Discerning between different 'Oumuamua models by optical and infrared observations

TL;DR

This paper explores how combined optical and infrared observations can differentiate between various models of 'Oumuamua by analyzing their thermal properties and signals.

Contribution

It introduces a method to distinguish between different 'Oumuamua models using thermal and infrared observations based on their material properties.

Findings

Infrared signals vary significantly across models.

Thermal properties can help identify 'Oumuamua's composition.

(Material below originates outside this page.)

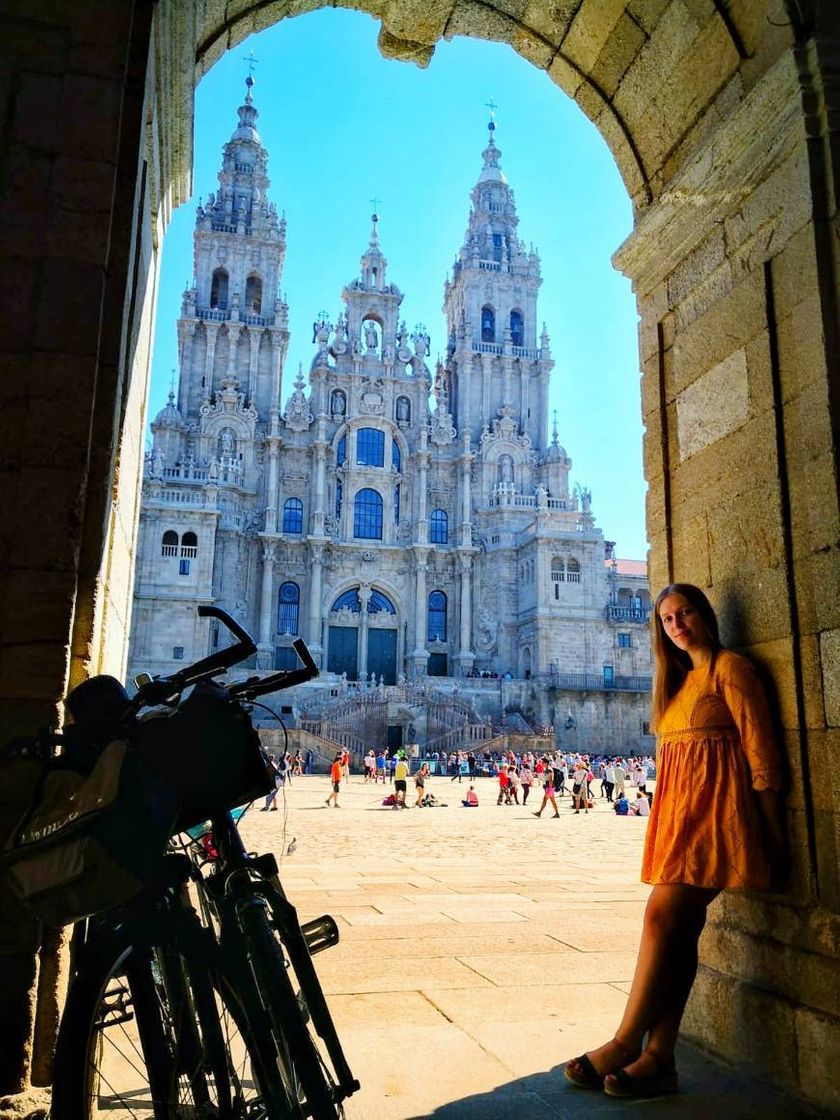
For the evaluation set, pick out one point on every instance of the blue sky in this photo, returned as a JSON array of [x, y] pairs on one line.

Fractal models predict distinct infrared signatures.

Abstract

The first interstellar object to be observed in our solar system 1I/2017 U1 'Oumuamua combines the lack of observable cometary activity with an extra-gravitational acceleration. This has given rise to several mutually exclusive explanations based on different assumptions in the material composition of 'Oumuamua. We show how a combination of observations in the infrared and optical spectra may serve to distinguish between these explanations once another object with 'Omuamua-like properties comes close enough to earth. This possibility is linked to the widely different thermal properties of the different material models that have been proposed. Developing a model for the thermal conduction and infrared signal from a fractal model we compare predictions of the infrared signal with that from standard thermal models that assume 'Oumuamua to be either a solid piece of rock/ice or a thin sheet.